The Zaandam migrant detention center is one of the three of the kinds in the Netherlands. It is situated on an industrial dock and the cells themselves are located in carceral barges anchored to it. In June 2008, Amnesty International published a report (the cover page is a photo of the Zaandam prison) about the criminalization and incarceration of persons in irregular visa situation in the country. The first paragraph of the report states the following: “Each year some 20,000 irregular migrants and asylum-seekers are detained in the Netherlands, where the use and duration of detention and other restrictive administrative measures is increasing. This report examines how far these measures have led to a deterioration in the human rights situation of irregular migrants and asylum-seekers. It also underlines Amnesty International’s growing concern over the control and security oriented approach by governments worldwide, in an effort to “combat” irregular migration, at the cost of migrants’ human rights” (Amnesty International, “The Netherlands: The Detention of Irregular Migrants and Asylum-Seekers,” 2008.). It is crucial to associate these concerns with the design of the domes examined here, since they fully contribute to the exercise of violence denounced by the report — the counter argument presented by the designer that the domes act as “an inverted panopticon” combines the odd architect obsession for Bentham’s carceral scheme and the eloquence of illusive ideas.

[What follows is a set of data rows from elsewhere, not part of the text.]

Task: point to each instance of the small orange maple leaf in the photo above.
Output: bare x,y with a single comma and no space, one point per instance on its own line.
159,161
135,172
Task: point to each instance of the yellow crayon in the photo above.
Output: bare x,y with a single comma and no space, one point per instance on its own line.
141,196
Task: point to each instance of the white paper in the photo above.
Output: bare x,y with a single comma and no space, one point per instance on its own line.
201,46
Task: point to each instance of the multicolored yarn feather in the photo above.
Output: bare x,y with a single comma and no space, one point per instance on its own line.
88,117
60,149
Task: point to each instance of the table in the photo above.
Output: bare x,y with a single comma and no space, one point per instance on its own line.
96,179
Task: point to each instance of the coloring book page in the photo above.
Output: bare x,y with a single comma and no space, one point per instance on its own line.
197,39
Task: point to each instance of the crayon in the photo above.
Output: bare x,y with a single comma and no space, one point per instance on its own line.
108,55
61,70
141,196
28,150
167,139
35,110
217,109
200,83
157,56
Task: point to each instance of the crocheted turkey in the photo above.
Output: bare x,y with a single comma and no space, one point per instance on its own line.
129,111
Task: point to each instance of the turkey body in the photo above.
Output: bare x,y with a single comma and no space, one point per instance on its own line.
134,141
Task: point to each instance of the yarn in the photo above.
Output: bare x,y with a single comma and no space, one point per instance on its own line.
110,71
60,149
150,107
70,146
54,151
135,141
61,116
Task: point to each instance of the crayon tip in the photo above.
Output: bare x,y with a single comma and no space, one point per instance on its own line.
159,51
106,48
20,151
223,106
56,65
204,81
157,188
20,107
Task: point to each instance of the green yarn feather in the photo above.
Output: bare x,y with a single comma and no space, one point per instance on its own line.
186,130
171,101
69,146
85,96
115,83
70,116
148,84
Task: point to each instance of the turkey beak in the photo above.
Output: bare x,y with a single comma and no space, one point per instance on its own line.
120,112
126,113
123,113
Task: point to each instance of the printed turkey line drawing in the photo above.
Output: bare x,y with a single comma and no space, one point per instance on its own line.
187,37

Although the domes have been dismantled (perhaps moved to another location), they fully take their place in the inventory of the various inventive efforts provided by designers and architects in the enforcement of the walls of Fortress Schengen (see past articles about Calais and the Slovenian/Croatian border for instance) whether these walls are built on the borders themselves, or internally in the forms of heavily monitored refugee camps and detention centers.
In the videos presented here, as well as in articles written about this project, both the designer and journalists use the term of “illegal immigrants” without ever questioning the outrageous idea that a person could possibly be defined as “illegal,” and to be imprisoned for their administrative situation. The idea of improving the conditions of life of imprisoned bodies, usually argued by reformists of carceral environments (often in a non-substantiated manner), is barely mentioned here, which might indicate the actual indifference of the designer regarding the political program of his project and the vision of society it embodies. What might easily appear shocking in a situation where architecture deploys its full carceral violence, should also appear to us as such in other programs however: condominium buildings in gentrifying areas, police stations in neighborhoods antagonized by the police, gated communities, etc.
Moreover, the designer’s discourse in both videos adopts the exact same tone and share many arguments with design and architectural projects traditionally presented in various specialized media. “Modular,” “light,” “patterns,” “a signal at night,” etc. described here are recurrent notions an audience might recurrently hear in the 3 minute speeches that popular architects have became masters to deliver. The description of the influence for perforation patterns often take orientalist accents, but in this case, the designer go even as far as comparing his patterns to “tricks used in numerous religions” to trigger “a kind of ecstasy.”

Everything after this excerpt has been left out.